Tidd advised partners to take advantage of the video conferencing everywhere and mobile enablement. “My message to the partners for 2022 is take advantage of the transitions that we’re seeing as we embrace a return to work and hybrid work -- be aware of the transitions [and] ensure that you’re equipped for those transitions,” Tidd told CRN. “As somebody who has been most of my career has been in networking and [unified communications] UC, the next window is definitely centered around video everywhere and mobile enablement, so pay very close attention to the personas of how the technology is being used and don’t sell on function and feature, but sell on use.”

The Impact On The Never-ending HP-Xerox Merger Rumors

The HP acquisition of Poly could have an impact on the long-standing rumors and possibility of a potential HP and Xerox merger.

Two directors of Xerox, including Chairman Keith Cozza, stepped down last week in a move that reignited speculation that Xerox may be in for more merger or acquisition talks.

Cozza became chairman of the board in May of 2018 as a way to appease activist shareholder Carl Icahn, who currently holds 20.5 percent of Xerox’s shares and a stake in HP.

At the time, Icahn and Darwin Deason, two of Xerox’s three largest individual shareholders, objected to the proposal by Fujifilm Holdings to acquire Xerox. That merger had been blocked a couple weeks earlier by Supreme Court of the State of New York, County of New York.

Xerox in late 2019 then revealed a plan to acquire HP Inc. That bid was eventually withdrawn. Two weeks after Xerox’s HP bid, Icahn unveiled a 4.24 percent stake in HP.

In an interview with Barron’s in March, HP CEO Enrique Lores said HP’s “priority” is to execute its own plan which is “going to create a lot of value” for shareholders. “We are open to exploring consolidation, but there are other opportunities we’re considering from an M&A perspective,” he said.

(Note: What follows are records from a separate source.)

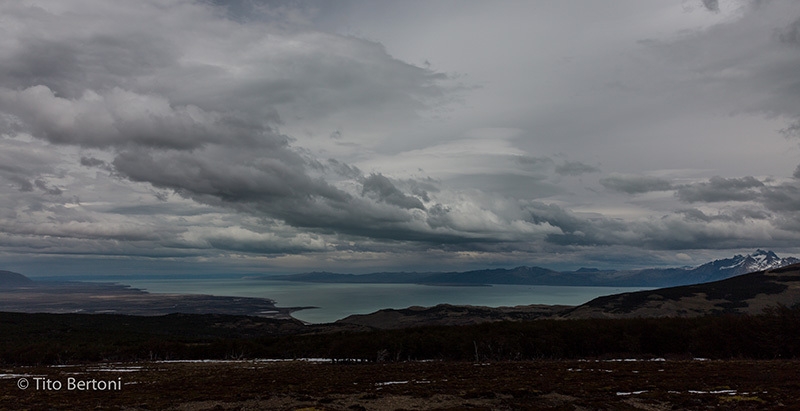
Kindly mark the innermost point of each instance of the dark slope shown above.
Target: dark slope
(12, 279)
(747, 293)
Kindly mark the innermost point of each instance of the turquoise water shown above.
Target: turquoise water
(336, 301)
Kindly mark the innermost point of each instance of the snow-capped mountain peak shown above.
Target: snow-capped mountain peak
(758, 261)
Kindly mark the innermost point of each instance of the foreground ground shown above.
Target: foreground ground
(688, 384)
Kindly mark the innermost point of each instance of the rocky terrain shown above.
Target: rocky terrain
(653, 384)
(20, 294)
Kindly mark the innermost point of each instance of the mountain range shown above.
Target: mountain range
(651, 277)
(751, 293)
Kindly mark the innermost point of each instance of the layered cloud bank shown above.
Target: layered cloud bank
(275, 136)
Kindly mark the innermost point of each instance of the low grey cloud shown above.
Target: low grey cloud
(719, 189)
(231, 130)
(575, 168)
(635, 184)
(711, 5)
(385, 190)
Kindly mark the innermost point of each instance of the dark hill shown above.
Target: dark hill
(747, 293)
(12, 279)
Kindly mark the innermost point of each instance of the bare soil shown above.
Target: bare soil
(674, 384)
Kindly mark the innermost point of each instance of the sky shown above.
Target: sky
(255, 136)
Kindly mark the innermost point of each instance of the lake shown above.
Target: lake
(336, 301)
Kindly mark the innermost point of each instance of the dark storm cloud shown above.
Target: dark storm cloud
(633, 184)
(384, 190)
(711, 5)
(790, 34)
(119, 117)
(575, 168)
(735, 215)
(719, 189)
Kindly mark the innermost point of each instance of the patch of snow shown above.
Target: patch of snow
(390, 383)
(622, 393)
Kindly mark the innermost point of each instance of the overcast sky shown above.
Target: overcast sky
(287, 136)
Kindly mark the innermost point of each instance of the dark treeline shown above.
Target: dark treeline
(54, 338)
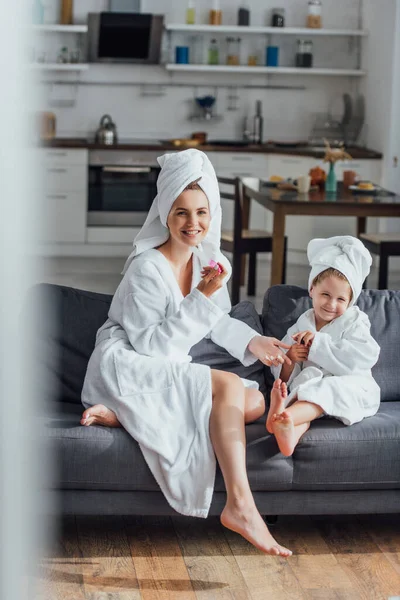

Lores told Barron’s that the Xerox takeover attempt did not recognize HP’s value as a “stand alone” company. “The second problem is the high leverage the combined company would have, which we consider extremely risky,” he said. “Third is the synergies they’re using to calculate the value of the deal are unrealistic. They count cost savings we’re already finding as a stand alone company.”

In an interview with CRN in February, Xerox CEO John Visentin told CRN that the HP deal was “dead.” That said, he also noted that he believes the printer industry should consolidate.

“It’ll always take two players to want to consolidate and we’ve always been very vocal that this industry is too large and that we should start seeing some consolidation, which we haven’t yet,” he said.